First, a quick rundown on the car's stats:
- The car will go on sale in 2010.
- No price has been announced yet, but estimates place it in the region of $40,000.
- The car's energy comes from a large T-shaped lithium-ion battery pack running the length of the car.
- The Volt can run for up to 40 miles without gasoline. About 75 percent of Americans drive less than 40 miles a day, according to GM, so they will not need to depend on fuel.
- It will charge with a common household plug.
- If you drive beyond 40 miles, the car will run on gas and E85 ethanol.
- The car requires less energy annually than a refrigerator.
- The car will be able to reach a top speed of 100 miles per hour.
However, there are a few controversies over the car.
- Motor Trend reports that the EPA and GM are disputing whether the car should be defined as an electric car or a hybrid. This designation determines how the car's official fuel economy numbers will be calculated. Mike Connor reports:
Reports suggest the Volt can make it through the EPA test cycle—which from 2008 includes high-speed running, air-conditioning load, and cold-start tests in addition to the city and highway cycles—with the internal-combustion engine running about 15% of the time.
The straightforward calculation gives the Volt an EPA fuel-consumption rating somewhere north of 100 mpg. But the EPA apparently wants to certify the Volt differently, insisting it finishes the test with the batteries close to full charge. That drops the calculated fuel consumption to just under 48 mpg, because the internal-combustion engine would have to be run essentially all the time to keep the batteries near full charge.
If the EPA rating of the car is not significantly higher than a regular hybrid's, consumers may not find the price of the car worth it.

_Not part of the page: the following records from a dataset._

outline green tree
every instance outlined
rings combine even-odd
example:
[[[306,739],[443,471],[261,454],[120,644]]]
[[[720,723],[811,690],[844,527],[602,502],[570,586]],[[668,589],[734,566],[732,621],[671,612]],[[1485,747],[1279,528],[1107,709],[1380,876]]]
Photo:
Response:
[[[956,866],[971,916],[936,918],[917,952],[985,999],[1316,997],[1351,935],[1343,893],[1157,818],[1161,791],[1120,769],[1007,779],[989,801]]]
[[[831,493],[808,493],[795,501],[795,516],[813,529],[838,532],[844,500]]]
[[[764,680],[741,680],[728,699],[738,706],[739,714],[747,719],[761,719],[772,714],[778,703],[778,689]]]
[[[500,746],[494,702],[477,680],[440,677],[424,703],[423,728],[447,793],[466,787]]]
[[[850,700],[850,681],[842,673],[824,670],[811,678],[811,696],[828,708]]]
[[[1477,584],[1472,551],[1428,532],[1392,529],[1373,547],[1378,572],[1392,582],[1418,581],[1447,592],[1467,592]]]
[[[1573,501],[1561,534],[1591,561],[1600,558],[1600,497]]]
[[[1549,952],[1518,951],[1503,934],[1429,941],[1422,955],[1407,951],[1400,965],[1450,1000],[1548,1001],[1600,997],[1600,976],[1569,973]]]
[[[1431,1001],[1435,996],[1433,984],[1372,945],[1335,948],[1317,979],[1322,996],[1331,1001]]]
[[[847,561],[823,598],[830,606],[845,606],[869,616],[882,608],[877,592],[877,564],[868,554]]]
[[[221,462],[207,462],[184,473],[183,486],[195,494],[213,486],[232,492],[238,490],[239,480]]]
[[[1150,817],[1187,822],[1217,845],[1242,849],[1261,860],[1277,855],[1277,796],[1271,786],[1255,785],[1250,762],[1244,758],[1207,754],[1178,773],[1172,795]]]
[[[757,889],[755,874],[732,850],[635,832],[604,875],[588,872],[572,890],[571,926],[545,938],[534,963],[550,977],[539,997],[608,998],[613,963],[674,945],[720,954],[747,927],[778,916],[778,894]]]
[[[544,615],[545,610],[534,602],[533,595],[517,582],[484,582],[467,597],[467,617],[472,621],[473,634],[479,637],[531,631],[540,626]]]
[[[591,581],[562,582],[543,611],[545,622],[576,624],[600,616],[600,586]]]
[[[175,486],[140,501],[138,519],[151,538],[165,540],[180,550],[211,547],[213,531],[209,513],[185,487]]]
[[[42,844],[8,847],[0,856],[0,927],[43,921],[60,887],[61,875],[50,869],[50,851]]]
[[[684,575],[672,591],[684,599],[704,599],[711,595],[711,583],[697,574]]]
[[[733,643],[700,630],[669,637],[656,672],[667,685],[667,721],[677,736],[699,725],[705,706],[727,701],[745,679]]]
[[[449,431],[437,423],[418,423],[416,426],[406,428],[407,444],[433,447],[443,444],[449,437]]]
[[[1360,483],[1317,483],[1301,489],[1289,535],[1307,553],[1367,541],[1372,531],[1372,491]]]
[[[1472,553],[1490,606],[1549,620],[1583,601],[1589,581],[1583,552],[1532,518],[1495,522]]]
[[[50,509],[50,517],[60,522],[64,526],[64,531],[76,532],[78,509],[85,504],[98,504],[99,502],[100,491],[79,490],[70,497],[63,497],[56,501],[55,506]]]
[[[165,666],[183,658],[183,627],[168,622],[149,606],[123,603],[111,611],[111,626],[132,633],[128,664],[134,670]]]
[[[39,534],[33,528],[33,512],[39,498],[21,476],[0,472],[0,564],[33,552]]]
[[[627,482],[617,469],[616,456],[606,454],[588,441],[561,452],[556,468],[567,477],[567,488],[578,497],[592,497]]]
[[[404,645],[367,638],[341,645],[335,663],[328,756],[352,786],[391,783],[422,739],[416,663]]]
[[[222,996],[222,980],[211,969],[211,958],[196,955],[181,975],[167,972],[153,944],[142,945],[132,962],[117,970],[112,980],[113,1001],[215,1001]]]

- The price of the Volt was originally estimated to be around $30,000 when plans for the car were first revealed. That number has crept up steadily, to "around $35,000" in February of this year, and then recently was upped to around $40,000. The first increase was due to the cost of designing energy-efficient stereo equipment, while the second reflected the expense in manufacturing the battery. GM Vice Chairman Bob Lutz told the Seattle Times that the company would lose money on the first generation of the Volt. Despite this, some worry that the $40,000 price tag will turn consumers off. Others worry about the price of manufacturing the cars and what it will mean for a struggling GM; Bill Reinert, a national technology manager at Toyota, said he is on "death watch" for the Volt.
- The look of the Volt has left many car fanatics dissatisfied. When photos of the Volt were leaked last week, fans couldn't help but notice how the car looked different from the original design. Dave Burdick of the Huffington Post called it "not exactly innovative or sexy looking." Said Burdick: "The new design, unveiled this week, is rounder, as if to protect a 5-year-old from hurting himself while playing with it. It probably helps with aerodynamics, but the net result, I'm sure, will be lost when no new consumers buy it." Edmunds Inside Line titles a story about the Volt "Electrifyingly Bland" and goes on to dub the vehicle a "huge disappointment," "completely unacceptable," and "grandma's electric vehicle." Ouch. Some commenters on car blog Jalopnik spared it no mercy, saying, "Oh Chevy, you excite me as much as getting a new fridge," while others argued, "Who cares what the hood looks like? It's what's underneath that counts." Another commenter pointed out, accurately, "While the Volt may not be beautiful to look at, it will be really expensive—so expensive that people will ignore its blandness and bitch about the price."